I guess some of you expected a blog entry about the
generational GC in Mono, given the title. From my
understanding many have the expectation that the new GC will
solve all the issues they think are caused by the GC so they
await with trepidation.
As a matter of fact, from my debugging of all or almost all those issues, the existing GC is not the culprit. Sometimes there is an unmanaged leak, sometimes a managed or unmanaged excessive retention of objects, but basically 80% of those issues that get attributed to the GC are not GC issues at all.
So, instead of waiting for the holy grail, provide test cases or as much data as you can for the bugs you experience, because chances are that the bug can be fixed relatively easily without waiting for the new GC to stabilize and get deployed.
Now, this is not to say that the new GC won't bring great improvements, but that those improvements are mainly in allocation speed and mean pause time, both of which, while measurable, are not bugs per-se and so are not part of the few issues that people hit with the current Boehm-GC based implementation.
After the long introduction, let's go to the purpose of this entry: svn Mono now can perform an object allocation entirely in managed code. Let me explain why this is significant.
The Mono runtime (including the GC) is written in C code and
this is called unmanaged code as opposed to managed code
which is all the code that gets JITted from IL opcodes.

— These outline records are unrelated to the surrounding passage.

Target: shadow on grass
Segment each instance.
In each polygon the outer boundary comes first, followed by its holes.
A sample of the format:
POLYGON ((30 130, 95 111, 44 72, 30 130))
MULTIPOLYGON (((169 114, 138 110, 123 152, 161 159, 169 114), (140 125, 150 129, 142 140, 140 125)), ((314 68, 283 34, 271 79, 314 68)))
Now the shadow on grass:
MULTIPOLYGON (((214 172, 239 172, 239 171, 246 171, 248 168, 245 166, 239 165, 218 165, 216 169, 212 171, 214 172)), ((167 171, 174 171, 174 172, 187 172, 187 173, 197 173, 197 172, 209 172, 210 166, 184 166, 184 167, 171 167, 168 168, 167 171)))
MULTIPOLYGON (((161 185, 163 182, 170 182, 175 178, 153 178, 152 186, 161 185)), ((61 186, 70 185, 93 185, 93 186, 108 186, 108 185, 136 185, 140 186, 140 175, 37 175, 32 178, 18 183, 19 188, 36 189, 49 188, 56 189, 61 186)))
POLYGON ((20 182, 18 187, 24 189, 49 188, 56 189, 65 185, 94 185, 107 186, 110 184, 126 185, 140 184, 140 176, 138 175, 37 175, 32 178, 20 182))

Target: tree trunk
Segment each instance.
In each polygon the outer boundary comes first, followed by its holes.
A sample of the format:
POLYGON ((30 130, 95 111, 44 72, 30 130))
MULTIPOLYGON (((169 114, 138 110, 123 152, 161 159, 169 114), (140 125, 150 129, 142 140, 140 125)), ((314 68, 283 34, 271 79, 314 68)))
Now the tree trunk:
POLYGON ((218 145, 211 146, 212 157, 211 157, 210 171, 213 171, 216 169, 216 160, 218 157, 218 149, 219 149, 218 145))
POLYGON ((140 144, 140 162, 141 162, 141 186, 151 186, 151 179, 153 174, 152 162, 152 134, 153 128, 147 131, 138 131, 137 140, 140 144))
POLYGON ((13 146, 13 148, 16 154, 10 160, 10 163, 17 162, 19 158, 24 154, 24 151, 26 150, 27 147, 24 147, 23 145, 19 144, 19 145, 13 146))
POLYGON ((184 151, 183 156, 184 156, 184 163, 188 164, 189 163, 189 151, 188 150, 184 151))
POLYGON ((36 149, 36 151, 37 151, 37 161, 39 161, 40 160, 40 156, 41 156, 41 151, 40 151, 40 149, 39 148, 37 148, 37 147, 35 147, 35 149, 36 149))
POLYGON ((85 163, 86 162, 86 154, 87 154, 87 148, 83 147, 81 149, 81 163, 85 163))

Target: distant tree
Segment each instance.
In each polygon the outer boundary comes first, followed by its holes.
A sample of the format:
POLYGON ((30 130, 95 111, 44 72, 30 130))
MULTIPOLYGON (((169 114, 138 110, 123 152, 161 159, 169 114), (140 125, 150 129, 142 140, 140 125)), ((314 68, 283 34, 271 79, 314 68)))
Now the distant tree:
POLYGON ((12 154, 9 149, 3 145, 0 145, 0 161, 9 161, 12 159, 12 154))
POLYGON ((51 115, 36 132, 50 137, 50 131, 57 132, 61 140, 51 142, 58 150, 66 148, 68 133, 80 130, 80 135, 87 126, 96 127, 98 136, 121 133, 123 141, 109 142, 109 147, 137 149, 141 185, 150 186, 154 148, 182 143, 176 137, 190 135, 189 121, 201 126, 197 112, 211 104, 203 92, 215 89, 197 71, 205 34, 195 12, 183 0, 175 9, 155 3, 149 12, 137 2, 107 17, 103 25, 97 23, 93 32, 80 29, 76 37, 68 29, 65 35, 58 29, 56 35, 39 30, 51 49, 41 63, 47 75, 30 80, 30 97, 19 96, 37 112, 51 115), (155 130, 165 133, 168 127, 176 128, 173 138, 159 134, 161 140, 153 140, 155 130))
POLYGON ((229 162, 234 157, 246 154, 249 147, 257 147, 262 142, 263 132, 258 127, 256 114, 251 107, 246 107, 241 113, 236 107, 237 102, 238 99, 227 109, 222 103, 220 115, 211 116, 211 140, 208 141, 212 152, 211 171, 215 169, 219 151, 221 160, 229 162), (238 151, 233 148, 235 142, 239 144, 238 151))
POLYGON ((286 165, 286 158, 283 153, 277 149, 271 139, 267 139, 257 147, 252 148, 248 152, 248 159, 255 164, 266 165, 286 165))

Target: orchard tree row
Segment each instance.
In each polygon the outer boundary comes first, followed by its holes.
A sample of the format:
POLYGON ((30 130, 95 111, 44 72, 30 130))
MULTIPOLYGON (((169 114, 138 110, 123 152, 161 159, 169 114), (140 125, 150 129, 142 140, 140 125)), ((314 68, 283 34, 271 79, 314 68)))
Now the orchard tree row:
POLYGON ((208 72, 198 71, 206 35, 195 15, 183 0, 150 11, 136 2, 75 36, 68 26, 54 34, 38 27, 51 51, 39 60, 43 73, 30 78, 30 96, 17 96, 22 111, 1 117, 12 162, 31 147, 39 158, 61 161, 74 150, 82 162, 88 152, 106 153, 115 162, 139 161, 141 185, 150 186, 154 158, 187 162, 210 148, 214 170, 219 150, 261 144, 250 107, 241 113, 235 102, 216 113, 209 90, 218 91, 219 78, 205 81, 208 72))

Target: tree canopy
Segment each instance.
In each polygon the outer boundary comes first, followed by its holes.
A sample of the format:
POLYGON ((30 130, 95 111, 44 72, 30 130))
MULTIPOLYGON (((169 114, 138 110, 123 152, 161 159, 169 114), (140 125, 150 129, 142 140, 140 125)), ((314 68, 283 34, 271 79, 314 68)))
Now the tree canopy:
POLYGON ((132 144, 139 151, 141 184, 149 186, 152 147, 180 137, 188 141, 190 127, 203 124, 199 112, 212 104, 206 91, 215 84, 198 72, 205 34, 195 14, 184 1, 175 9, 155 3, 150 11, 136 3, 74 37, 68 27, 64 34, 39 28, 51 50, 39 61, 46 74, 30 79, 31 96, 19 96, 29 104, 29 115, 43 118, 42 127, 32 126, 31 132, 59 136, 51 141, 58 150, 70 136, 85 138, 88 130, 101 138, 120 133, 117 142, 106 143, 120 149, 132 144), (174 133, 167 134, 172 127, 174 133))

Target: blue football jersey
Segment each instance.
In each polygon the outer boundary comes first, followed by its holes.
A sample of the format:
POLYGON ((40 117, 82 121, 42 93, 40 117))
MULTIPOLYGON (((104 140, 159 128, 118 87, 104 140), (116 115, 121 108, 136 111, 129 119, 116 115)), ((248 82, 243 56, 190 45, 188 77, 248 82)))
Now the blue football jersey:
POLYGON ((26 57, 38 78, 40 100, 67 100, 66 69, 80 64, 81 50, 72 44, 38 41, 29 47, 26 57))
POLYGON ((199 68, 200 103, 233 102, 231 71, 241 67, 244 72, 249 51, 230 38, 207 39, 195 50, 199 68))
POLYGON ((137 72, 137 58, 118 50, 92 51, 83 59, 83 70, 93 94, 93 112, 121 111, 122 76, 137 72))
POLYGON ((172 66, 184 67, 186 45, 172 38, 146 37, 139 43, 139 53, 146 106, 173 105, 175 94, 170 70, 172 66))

The JIT and the runtime cooperate so that managed code is compiled in a way that lets the runtime inspect it, inject exceptions, unwind the stack and so on. The unmanaged code, on the other hand, is compiled by the C compiler and on most systems and architectures, there is no info available on it that would allow the same operations. For this reason, whenever a program needs to make a transition from managed code to unmanaged (for example for an internal call implementation or for calling into the GC) the runtime needs to perform some additional bookeeping, which can be relatively expensive, especially if the amount of code to execute in unmanaged land is tiny.
Since a while we have made use of the Boehm GC's ability to
allocate objects in a thread-local fast-path, but we
couldn't take the full benefit of it because the cost of the
managed to unmanaged and back transition was bigger than the
allocation cost itself.
Now the runtime can create a managed method that performs the allocation fast-path entirely in managed code, avoiding the cost of the transition in most cases. This infrastructure will be also used for the generational GC where it will be more important: the allocation fast-path sequence there is 4-5 instructions vs the dozen or more of the Boehm GC thread local alloc.
As for actual numbers, a benchmark that repeatedly allocates small objects is now more than 20% faster overall (overall includes the time spent collecting the garbage objects, the actual allocation speed increase is much bigger).